The last few weeks has been a vacation of sorts. For the first time in years I have broken away from work and spent much needed time with my family, long time best friend, and away from the Internet. There were several things that I’ve learned from my time away from work and the web and I hope to share a few of those things in the coming days.
The first thing has to do with time and its power to give the freedom to write. In this use case scenario, it’s writing blog posts, but it also has me thinking about finding the time to spend on a novel idea of mine I’ve wanted to write for years.
Let me explain.
Blogging Schedule = Strategy
If you’re serious about blogging regularly, you need a strategy. I don’t mean number of words, catching titles or social media sharing strategy. I am talking about the fundamental and essential strategy that every blogger should have: Creating a schedule!
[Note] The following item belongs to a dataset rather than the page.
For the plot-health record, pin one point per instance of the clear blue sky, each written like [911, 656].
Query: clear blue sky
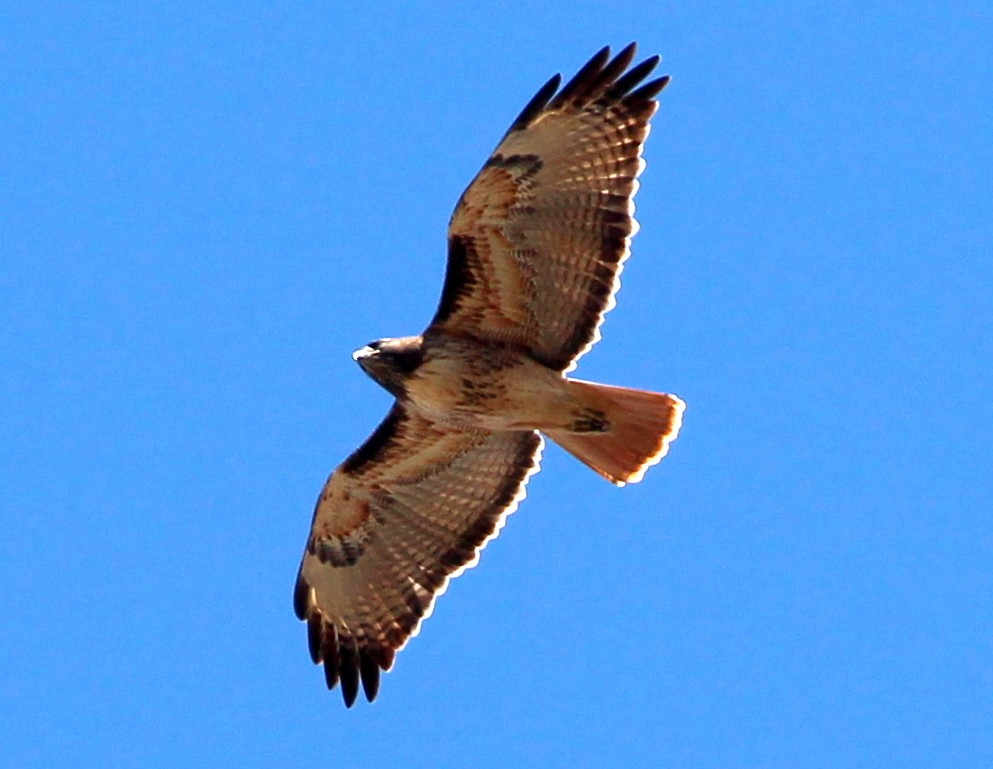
[205, 207]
This is a really simple idea and is great for personal blogs, multiple author blogs, and even your own church’s blog. First, decide how often you want to post. Four times per day? Once a day? Every Monday, Wednesday and Friday? Monday through Friday? Only the weekend? There’s obviously a lot of options, but please keep this core concept in mind:
Blogging is a marathon, not a sprint.
This is where most bloggers screw up. They think they can keep a demanding posting schedule, and while they do great at first, they burn out or run out of inspiration in a few short weeks or months. If you understand from the start that blogging is a marathon, you’ll be a lot more disciplined to pace yourself, even if you are brimming with blog post ideas right now. Don’t worry, you’ll eventually hit a lull in your ideas.
Once you’ve decided on a posting schedule, it’s time to put your schedule into action.
Schedule Your Blog Posts
With your schedule figured out, it’s time to schedule your blog posts. Hopefully you’re using WordPress or some other platform that enables you to schedule your blog posts ahead of time. If you’re worried about sharing your new blog posts via social media, there are numerous ways you can automate it and something that would require another blog post.
ChurchMag schedules posts one week ahead. So, when I am writing for next Wednesday, for instance, I am writing on Wednesday. It helps keep everything straight for me. There’s nothing magical about a week, it’s what I’ve found to be a good balance of working ahead without being too far ahead and feeling irrelevent. Besides, I can always reschedule posts when there’s something more time sensative that pops up.
With a week worth of blog posts scheduled, it allows me to have a busy day or if I don’t have time to work on ChurchMag, I have the freedom to fall a day behind, but there’s no stress. I can catch-up the next day, instead of worrying about not posting a blog post or hurriedly writing a bunch of junk only for the sake of publishing a blog post.
The Freedom to Write
Like I said, I started doing this a few years ago, but as I sit and write this today — not a week ago, but just a few hours before this posts — I am reminded of the effect that time has on the freedom to write. While today’s time limitation has helped me write this blog post, this is not the kind of long term dynamic that lends well to good blogging.
Having the freedom to write, requires time.
Having the freedom to abandon a post for another day, writing extra posts in a day because you feel particularly inspired, or writing nothing because you’re just ‘not feeling it,’ all requires time.
If you want to increase the quality and overall awesomeness of your blog, give yourself some margin in your time and start writing and scheduling your blog posts ahead of time.
Writing Requires Time
Scheduling your blog posts may take pressure off of you and gives you some margin for the ebbs and flows of writing inspiration, but don’t forget that writing anything — both blog posts and novels — requires time. You have to be intentional and make the time for writing! This is a concept I plan to enforce in my own life as I approach writing a novel of mine and not just ChurchMag blog posts and ChurchMag Press ebooks.
If you are serious about writing and blogging, get serious about setting aside time to do it. Some days will be more productive than others, but your net gain will always yield results you will be happy with. I’ve found this to be true as a professional blogger these past several years, so I am sure this same principle holds true to writing a novel.
Now, it’s time for me to hit “Publish” and post this blog post and start working towards getting my week worth of blog posts scheduled ahead of time. Later tonight, I also plan on spending at least 30-minutes on my novel.